Disorders of sleep regulation: basic mechanisms and thepapeutic perspectives

The general objectives of the project were the following:
1) To spearhead the first integrated effort at understanding the different mechanisms of sleep regulation using a combined genetic, molecular, electrophysiological and systems approach.
2) To develop novel diagnostic tools (genetic, molecular and electrophysiological) for identifying disorders of sleep regulation and for characterising their pathophysiology.
3) To apply such tools in the diagnosis and cure of disordered sleep, with special emphasis on insomnia and depression.

More specific the project included the following objectives:
1) Identify cortical mechanisms of sleep regulation.
2) Identify sub-cortical mechanisms of sleep regulation.
3) Identify humoral and genetic mechanisms of sleep regulation.
4) Explore the role of glia in sleep regulation.
5) Develop new diagnostic tools to specifically study sleep regulation in humans.
6) Understand the mechanisms responsible for the alterations of sleep regulation in insomniac / depressed patients in order to envision new treatments.

The relationships of cortical activity and excitability and sleep / sleep homeostasis were examined using High density electroencephalography (EEG) and Transcranial magnetic stimulation (TMS). The magnetic pulse used to stimulate the brain needed to be targeted with great accuracy.

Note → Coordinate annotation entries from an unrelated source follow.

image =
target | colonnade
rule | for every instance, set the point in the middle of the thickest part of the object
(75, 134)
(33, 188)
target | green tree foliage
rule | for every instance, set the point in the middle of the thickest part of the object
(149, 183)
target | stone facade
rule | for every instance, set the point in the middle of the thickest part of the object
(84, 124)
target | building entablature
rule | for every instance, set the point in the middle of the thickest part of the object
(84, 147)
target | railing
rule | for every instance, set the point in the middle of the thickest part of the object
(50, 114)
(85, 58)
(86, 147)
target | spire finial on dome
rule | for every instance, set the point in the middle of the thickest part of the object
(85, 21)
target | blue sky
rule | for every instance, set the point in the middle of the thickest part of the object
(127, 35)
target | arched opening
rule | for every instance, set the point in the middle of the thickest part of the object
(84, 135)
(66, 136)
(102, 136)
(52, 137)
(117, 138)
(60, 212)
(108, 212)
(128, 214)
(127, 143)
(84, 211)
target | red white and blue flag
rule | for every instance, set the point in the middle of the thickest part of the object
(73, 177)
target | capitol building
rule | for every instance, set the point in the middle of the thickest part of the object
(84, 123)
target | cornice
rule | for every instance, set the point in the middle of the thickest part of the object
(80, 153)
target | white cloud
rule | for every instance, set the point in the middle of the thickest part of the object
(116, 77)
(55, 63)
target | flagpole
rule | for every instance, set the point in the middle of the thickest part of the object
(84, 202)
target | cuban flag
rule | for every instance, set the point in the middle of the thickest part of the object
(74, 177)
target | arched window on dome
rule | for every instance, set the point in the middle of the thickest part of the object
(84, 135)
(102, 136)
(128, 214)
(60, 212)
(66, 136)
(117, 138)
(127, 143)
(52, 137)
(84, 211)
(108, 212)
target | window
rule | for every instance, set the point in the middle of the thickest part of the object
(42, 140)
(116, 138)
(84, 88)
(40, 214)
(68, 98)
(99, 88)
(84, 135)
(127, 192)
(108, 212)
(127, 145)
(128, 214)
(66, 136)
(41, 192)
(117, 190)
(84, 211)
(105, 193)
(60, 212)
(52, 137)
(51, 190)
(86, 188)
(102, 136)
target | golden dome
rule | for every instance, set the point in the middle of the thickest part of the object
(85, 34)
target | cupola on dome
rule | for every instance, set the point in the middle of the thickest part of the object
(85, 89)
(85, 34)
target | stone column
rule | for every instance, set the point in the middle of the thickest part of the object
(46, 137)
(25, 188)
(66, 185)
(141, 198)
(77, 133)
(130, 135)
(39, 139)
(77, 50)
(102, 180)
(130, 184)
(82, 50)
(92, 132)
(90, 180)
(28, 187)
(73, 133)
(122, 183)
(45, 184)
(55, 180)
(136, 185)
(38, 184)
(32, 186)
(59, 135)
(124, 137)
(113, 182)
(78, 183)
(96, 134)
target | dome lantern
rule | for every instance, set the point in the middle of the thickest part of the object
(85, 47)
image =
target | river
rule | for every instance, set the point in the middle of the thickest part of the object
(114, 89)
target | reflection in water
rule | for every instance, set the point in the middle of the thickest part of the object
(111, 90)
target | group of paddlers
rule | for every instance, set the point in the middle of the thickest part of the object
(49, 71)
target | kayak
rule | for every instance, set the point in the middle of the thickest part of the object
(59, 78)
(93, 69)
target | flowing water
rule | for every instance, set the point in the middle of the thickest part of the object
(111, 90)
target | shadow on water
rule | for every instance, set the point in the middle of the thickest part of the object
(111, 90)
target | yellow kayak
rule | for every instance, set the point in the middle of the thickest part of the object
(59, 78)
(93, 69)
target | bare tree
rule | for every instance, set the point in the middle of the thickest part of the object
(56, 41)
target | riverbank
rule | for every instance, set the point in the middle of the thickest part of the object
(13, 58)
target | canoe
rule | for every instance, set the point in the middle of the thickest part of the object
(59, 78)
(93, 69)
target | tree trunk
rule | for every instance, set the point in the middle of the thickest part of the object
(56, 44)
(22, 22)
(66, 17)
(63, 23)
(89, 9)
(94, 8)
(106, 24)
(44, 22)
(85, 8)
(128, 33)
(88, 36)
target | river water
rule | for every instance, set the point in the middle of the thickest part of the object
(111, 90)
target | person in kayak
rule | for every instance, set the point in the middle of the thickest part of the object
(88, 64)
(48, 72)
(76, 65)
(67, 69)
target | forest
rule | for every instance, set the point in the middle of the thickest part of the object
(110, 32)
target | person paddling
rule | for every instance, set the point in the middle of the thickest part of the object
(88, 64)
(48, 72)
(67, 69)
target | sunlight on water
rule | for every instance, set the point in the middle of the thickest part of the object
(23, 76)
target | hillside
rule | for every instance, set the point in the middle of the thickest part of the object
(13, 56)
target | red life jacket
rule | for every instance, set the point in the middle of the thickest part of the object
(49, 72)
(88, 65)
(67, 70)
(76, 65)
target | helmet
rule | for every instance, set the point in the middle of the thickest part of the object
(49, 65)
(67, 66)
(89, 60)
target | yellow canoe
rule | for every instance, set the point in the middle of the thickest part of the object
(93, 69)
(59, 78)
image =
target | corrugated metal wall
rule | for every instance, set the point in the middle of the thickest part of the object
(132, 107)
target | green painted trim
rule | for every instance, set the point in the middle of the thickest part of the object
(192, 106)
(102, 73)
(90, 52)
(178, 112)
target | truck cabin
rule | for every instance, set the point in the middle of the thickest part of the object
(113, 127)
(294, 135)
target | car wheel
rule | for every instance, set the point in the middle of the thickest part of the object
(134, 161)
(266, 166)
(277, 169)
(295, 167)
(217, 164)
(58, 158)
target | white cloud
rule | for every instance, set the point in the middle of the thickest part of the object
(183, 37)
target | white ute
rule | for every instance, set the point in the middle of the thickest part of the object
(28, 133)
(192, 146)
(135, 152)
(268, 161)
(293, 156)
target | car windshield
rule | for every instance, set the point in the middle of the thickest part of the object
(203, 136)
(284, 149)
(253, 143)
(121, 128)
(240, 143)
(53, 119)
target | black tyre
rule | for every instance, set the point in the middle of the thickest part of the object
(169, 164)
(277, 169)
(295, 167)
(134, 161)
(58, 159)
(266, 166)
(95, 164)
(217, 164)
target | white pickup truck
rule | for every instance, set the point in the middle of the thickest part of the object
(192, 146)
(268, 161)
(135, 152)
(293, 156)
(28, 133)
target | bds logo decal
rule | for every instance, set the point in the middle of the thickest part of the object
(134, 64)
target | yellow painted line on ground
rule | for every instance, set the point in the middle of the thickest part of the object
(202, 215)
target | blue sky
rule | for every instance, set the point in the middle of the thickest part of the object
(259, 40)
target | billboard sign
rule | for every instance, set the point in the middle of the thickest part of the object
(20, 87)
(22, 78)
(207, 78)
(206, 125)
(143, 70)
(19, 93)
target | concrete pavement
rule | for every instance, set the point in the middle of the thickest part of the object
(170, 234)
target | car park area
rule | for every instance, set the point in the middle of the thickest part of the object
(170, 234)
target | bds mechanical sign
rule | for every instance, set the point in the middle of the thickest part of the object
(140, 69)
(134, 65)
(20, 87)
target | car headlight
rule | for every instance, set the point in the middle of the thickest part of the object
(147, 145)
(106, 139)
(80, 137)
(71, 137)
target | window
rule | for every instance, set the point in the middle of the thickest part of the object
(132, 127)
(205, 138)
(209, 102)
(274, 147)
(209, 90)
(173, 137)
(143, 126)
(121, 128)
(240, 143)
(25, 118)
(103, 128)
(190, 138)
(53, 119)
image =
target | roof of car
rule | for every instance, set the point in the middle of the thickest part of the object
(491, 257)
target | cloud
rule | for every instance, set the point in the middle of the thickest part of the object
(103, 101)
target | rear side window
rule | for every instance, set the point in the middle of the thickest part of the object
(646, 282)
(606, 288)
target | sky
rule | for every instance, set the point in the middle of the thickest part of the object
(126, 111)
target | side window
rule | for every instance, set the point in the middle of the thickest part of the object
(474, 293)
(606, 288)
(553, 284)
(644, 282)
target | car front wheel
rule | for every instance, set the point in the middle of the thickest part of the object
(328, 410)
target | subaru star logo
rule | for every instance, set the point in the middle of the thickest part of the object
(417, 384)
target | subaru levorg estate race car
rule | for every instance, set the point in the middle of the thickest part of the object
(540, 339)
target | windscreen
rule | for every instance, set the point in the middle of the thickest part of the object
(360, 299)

An important advancement was to show that high sleep pressure is associated with an increased slope of slow waves, allowing the use of the slope as an indicator of sleep homeostasis. Interesting differences in the cortical excitability and Slow wave activity (SWA) were found between normal subjects and bipolar patients. The amount of SWA was decreased in the frontal areas but increased in the occipital areas.

New interesting results were found regarding memory and sleep. In mice, sleep deprivation immediately following acquisition induced a memory deficit, when the experiment was performed during daytime (the rest period of mice), but had no effect when performed during night-time (the waking-period of mice).

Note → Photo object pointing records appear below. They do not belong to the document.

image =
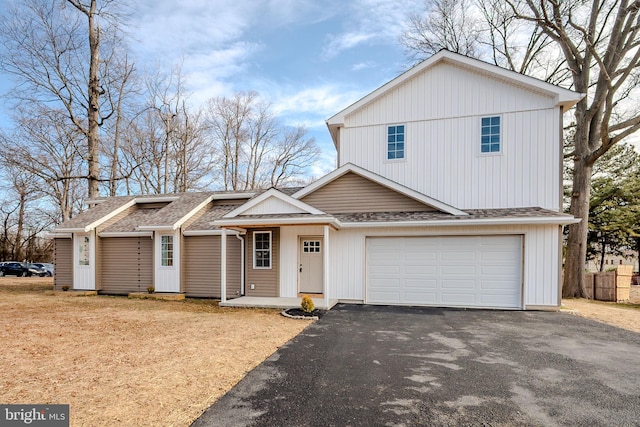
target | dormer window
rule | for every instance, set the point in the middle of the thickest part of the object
(490, 135)
(395, 142)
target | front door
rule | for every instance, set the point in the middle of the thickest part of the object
(310, 272)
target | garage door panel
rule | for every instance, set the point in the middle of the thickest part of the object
(460, 271)
(420, 270)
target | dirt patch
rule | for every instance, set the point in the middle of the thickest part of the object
(118, 361)
(622, 315)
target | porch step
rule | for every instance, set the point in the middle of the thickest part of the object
(157, 295)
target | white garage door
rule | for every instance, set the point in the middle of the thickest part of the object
(452, 271)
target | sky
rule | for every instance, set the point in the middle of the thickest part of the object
(310, 58)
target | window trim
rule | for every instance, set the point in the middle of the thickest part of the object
(500, 136)
(168, 252)
(269, 251)
(404, 142)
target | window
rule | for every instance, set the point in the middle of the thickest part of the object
(167, 251)
(311, 246)
(490, 135)
(84, 251)
(261, 249)
(395, 142)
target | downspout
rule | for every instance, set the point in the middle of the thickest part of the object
(223, 266)
(239, 237)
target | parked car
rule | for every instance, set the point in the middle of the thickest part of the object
(49, 268)
(14, 269)
(35, 270)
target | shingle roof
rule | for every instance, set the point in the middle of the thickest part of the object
(130, 222)
(211, 212)
(530, 212)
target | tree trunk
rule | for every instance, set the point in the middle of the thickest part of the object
(574, 285)
(94, 103)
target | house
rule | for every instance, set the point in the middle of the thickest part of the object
(447, 193)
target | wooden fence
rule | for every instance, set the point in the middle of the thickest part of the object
(610, 285)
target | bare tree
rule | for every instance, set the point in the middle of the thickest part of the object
(447, 24)
(55, 60)
(255, 150)
(591, 47)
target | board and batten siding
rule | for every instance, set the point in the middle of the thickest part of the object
(202, 266)
(352, 193)
(127, 265)
(63, 261)
(347, 272)
(266, 280)
(442, 110)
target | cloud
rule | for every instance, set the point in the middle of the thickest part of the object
(370, 21)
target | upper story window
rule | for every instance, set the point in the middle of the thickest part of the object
(167, 251)
(490, 135)
(261, 249)
(395, 142)
(84, 251)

The roles of basal forebrain, Suprachiasmatic nucleus (SCN) and thalamus were addressed with a series of experiments. It was shown that the Basal forebrain cholinergic (BF) cells are essential for the production of recovery sleep (sleep that follows prolonged waking periods).

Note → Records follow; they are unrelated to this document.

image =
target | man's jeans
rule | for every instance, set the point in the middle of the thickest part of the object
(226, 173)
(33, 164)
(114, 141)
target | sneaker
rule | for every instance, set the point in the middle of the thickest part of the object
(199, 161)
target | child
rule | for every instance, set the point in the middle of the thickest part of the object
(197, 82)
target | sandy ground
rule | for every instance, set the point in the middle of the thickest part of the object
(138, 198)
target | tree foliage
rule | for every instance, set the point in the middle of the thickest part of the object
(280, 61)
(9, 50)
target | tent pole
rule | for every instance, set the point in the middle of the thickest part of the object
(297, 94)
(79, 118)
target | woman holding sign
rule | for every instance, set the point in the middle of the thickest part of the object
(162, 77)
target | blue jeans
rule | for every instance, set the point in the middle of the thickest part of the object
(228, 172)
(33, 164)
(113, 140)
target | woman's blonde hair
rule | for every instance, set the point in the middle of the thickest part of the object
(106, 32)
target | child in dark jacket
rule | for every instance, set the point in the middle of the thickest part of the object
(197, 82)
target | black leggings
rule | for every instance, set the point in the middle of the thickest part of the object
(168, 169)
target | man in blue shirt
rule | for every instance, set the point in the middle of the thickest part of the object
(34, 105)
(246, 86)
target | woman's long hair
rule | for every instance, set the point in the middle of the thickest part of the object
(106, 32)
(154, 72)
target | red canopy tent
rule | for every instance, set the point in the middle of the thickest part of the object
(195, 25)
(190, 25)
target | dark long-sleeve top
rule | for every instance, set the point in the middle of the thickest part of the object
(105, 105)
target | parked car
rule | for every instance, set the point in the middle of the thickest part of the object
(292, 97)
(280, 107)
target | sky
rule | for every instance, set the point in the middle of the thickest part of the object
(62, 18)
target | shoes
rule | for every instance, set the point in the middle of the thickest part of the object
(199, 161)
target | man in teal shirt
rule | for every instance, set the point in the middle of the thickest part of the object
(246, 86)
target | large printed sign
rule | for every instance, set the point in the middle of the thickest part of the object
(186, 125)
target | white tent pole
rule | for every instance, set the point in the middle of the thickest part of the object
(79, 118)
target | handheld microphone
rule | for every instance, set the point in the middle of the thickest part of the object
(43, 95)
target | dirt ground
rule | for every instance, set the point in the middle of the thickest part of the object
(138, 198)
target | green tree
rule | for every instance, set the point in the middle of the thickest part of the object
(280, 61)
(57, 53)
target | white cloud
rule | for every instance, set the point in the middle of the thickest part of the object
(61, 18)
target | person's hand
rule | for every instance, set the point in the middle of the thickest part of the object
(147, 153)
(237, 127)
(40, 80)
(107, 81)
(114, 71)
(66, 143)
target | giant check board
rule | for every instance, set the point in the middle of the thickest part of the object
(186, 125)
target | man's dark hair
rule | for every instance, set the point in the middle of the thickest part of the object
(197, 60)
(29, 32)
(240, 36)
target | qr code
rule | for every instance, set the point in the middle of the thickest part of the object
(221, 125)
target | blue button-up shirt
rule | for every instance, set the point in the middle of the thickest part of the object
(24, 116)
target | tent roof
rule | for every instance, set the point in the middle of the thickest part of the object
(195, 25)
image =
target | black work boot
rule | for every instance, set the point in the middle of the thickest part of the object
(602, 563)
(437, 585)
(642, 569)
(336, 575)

The relationships between immune system and sleep were addressed by measuring the expression of SOCS, regulators of cytokine activity, and iNOS induction as well as NO and microglia. It was found that short term sleep deprivation did not induce SOCS expression, although SOCS genes are induced by cytokines, and IK-1b and TNFa are induced by sleep deprivation. It was also demonstrated that the effects of NO on recovery sleep are only partially mediated through the cGMP pathway and that NO can either activate (low doses) or inhibit (high doses) BF neurons.